There are times when a year is simply a year, and times when a year is a lifetime.

I enjoyed a coffee with a visiting friend yesterday morning, and as we sat talking it became apparent that I have changed completely during my twenty-sixth year on this earth. What follows is a non-exhaustive list of changes: one new apartment, one new car, two new jobs, one successful transition to part-time student, an undisclosed number of shoes purchased, thousands of pictures taken, one blog started, and one wellspring of creativity awakened.

This is undoubtedly my quarter-life crisis, a relatively new buzzword so significant that even the great American poet J. Mayer discusses it. The notions and concepts of the quarter-life crisis aren't exactly new, but the spreading acknowledgment of this phenomenon at least gives a name to the feelings of insecurity, loneliness, confusion and shifting identity that characterize my generation.

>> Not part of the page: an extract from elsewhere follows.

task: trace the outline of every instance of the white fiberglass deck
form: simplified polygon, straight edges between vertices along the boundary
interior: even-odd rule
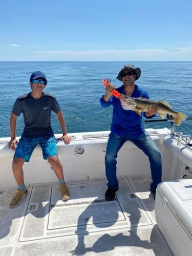
[[[104,179],[68,182],[66,202],[57,182],[34,184],[14,208],[15,187],[2,190],[0,255],[172,255],[156,224],[150,177],[119,181],[110,202]]]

Like any crisis, there are a number of ways I could have emerged. I am in the enviable position to say, without hesitation, I am satisfied with whom I have become.


My newly awakened creativity has manifested itself mostly in photography as I challenge myself to grow artistically. My photographic style and influences is a topic for exploration at a later date, but one of my recent undertakings has been a series of black and white portraits. This is the latest addition to the series. I like how most of the picture is energetic and crazy, full of stark contrast between the black and the white, while the knit in her sweater is softer in colour and texture and provides an anchor for the rest of the frame. Without the sweater as a foundation, the picture would appear unfocused and undefined.

I'm beginning to realize that the first quarter of my life has been spent building that foundation on which my inner artist can finally be unleashed. And unleashed it will continue to be.

29.4.08. Cropped to 3X5, boosted contrast and exposure, reduced lowlights.